Epoch [100/1000], Loss: 45.1000
Epoch [200/1000], Loss: 21.6714
Epoch [300/1000], Loss: 13.1931
Epoch [400/1000], Loss: 10.0962
Epoch [500/1000], Loss: 8.9381
Epoch [600/1000], Loss: 8.4799
Epoch [700/1000], Loss: 8.2760
Epoch [800/1000], Loss: 8.1658
Epoch [900/1000], Loss: 8.0914
Epoch [1000/1000], Loss: 8.0318


In [11]:
# PRINT YOUR LINEAR MODEL COEFFICIENTS HERE
print("Linear Model Coefficients:", model.linear.weight.data)

Linear Model Coefficients: tensor([[2.3402, 1.9282, 0.7325, 3.2595, 1.4453, 0.5807, 0.7253]],
       device='cuda:0')


In [12]:
# PRINT YOUR LINEAR BIAS HERE.
print("Linear Bias:", model.linear.bias.data)

Linear Bias: tensor([4.0298], device='cuda:0')


## Problem 2 - A Better Model

Build and train a separate model using PyTorch using at least one hidden layer.
Then answer the questions below.

Again, you can freely use code from the [example training notebook shared in class](https://colab.research.google.com/drive/1xWo_rF0exGdewtaMZP5LNBKJolxUVt8u?usp=sharing).
You should not need the Fourier features for this particular model.

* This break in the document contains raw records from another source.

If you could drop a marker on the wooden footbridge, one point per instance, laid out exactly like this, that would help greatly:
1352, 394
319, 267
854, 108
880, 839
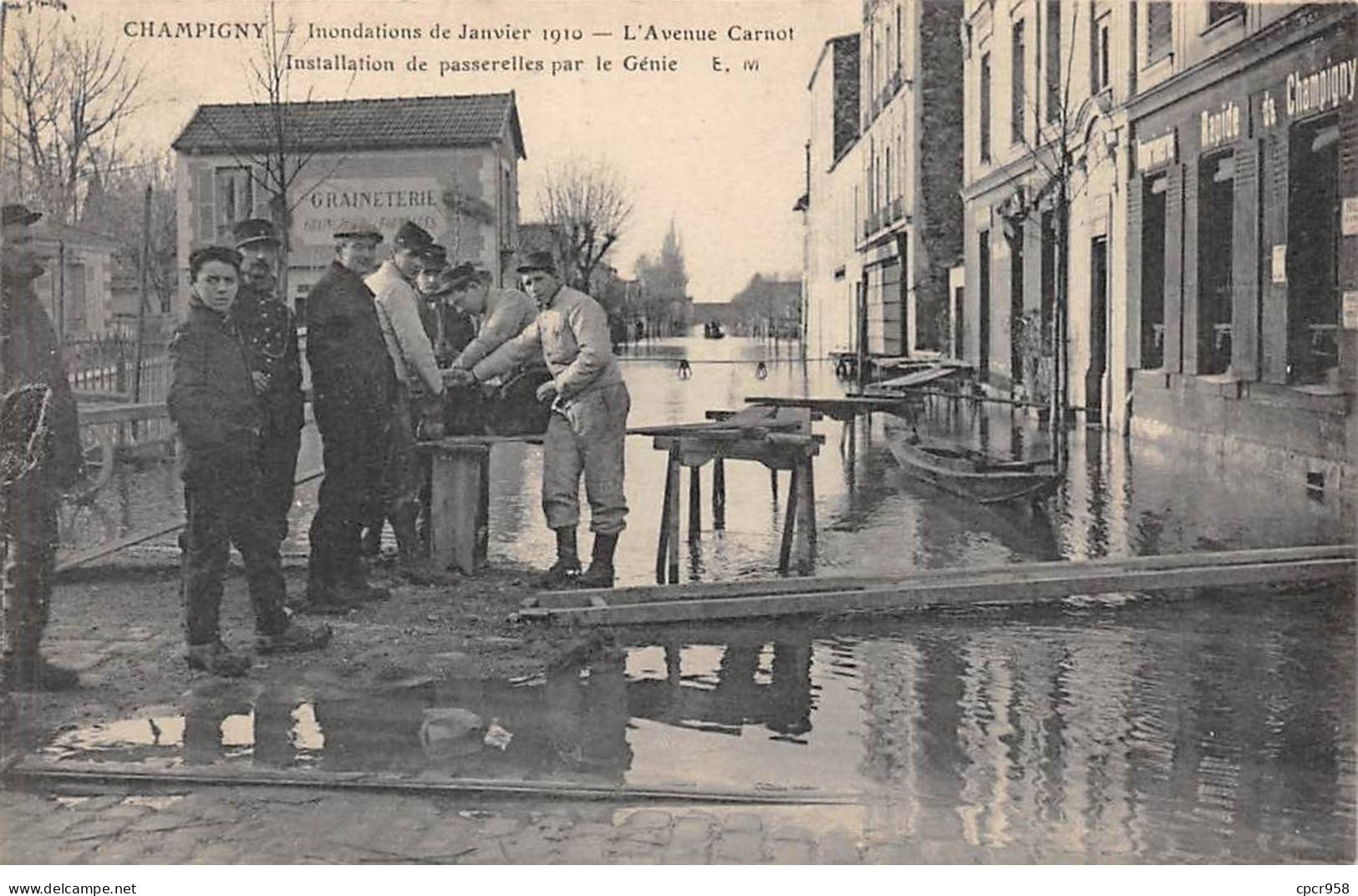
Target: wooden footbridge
1005, 584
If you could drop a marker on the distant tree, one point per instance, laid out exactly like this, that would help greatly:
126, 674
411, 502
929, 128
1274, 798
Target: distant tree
586, 206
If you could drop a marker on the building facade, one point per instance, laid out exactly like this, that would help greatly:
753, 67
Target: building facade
1243, 285
451, 165
908, 231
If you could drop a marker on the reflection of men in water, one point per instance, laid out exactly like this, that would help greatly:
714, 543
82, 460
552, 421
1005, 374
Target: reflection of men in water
30, 357
588, 425
269, 333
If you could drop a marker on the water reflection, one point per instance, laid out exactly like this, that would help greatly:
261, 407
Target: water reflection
1217, 728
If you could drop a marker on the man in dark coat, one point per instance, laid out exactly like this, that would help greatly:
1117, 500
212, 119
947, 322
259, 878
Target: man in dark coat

Feel free to add extra cells as you feel appropriate.

In [13]:
# BUILD AND TRAIN YOUR SECOND MODEL HERE

# Neural Network with three hidden layers
class NeuralNetworkModel(torch.nn.Module):
    def __init__(self, input_size, hidden_size1, hidden_size2, hidden_size3, output_size):
        super(NeuralNetworkModel, self).__init__()
        self.fc1 = torch.nn.Linear(input_size, hidden_size1)  # First hidden layer
        self.fc2 = torch.nn.Linear(hidden_size1, hidden_size2) # Second hidden layer
        self.fc3 = torch.nn.Linear(hidden_size2, hidden_size3) # Third hidden layer
        self.fc4 = torch.nn.Linear(hidden_size3, output_size)  # Output layer
        self.relu = torch.nn.ReLU()  # Activation function

    def forward(self, x):
        x = self.fc1(x)  # First hidden layer
        x = self.relu(x) # ReLU activation
        x = self.fc2(x)  # Second hidden layer
        x = self.relu(x) # ReLU activation
        x = self.fc3(x)  # Third hidden layer
        x = self.relu(x) # ReLU activation
        x = self.fc4(x)  # Output layer
        return x

# Reshape abalone_Y to be a column vector
abalone_Y = abalone_Y.view(-1, 1)

# Input , Hidden, and Output size
input_size = abalone_X.shape[1] # 7 features
hidden_size1 = 512
hidden_size2 = 128
hidden_size3 = 32
output_size = abalone_Y.shape[1] # 1 feature

# Initialization
model = NeuralNetworkModel(input_size, hidden_size1, hidden_size2, hidden_size3, output_size).to(device)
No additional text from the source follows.